Anak ketiga, duduk di SD. Dia tidak begitu dekat dengan ibunya. Namu, justru itulah dia banyak selamat dari banyak masalah. Terkadang dia suka melarikan diri dari kesalahan yang dibuatnya. Dia akan mencari alasan untuk keselamatan dari kemarahan sang ibu. Anak ini terkadang sering lari dari tanggung jawabnya. Bila ada masalah membelit dia akan menyalahkan situasi, saudaranya, alat, alam, atau apa pun yang ada di luar dirinya. Dia banyak selamat dari masalah-masalah moral yang sebetulnya sangat prinsipil. Bila dia ketahuan tak mengerjakan tugasnya, maka dia akan menyalahkan pembantunya. Akhirnya kemarahan sang ibu jatuh kepada pembantunya, dan yang harus menanggung adalah pembantunya. Sebetulnya anak ini agak lambat, tetapi karena dia pandai mencari alasan, maka selamatlah dia.

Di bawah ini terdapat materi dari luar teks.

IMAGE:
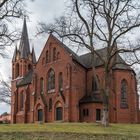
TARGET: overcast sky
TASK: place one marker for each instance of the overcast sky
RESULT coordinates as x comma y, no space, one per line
40,10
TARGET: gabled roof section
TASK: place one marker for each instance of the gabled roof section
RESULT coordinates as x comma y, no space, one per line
120,63
73,54
24,47
26,80
86,59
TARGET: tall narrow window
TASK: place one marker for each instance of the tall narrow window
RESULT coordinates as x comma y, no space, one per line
94,84
29,67
21,101
58,55
124,94
51,79
60,81
17,70
54,54
47,57
50,104
41,86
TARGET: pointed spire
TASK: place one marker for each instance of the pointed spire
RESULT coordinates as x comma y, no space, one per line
33,56
15,54
24,47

Anak bungsu, ada di TK. Ia seorang anak yang masih kecil, masih lucu, dan sangat riang. Karena kesibukan sang ibu, anak ini juga jauh dari ibunya. Tak begitu banyak kenakalan yang dilihat dari anak ini. Yang tampak adalah kenakalan kanak-kanak yang menggemaskan.

Begitulah keempat sosok anak-anak yang berbeda karakter. Pertanyaan saya, bagaimanakah nasib anak-anak ini kelak ketika sang ibu sudah tiada? Adakah keempat anak ini akan bertahan dan melanjutkan hidup mereka dengan berhasil? Adakah sifat-sifat mereka mempengaruhi mereka dalam menghadapi hidup? Adakah mereka akan akur satu sama lain? Adakah perempuan ini menyadari akan perlakuannya yang penuh dengan pilih kasih? Apakah perempuan ini menyadari bahwa ada luka-luka yang dia buat untuk anaknya mempengaruhi hidup mereka? Adakah dia juga sadar bahwa hidup tidak selalu berpihak padanya?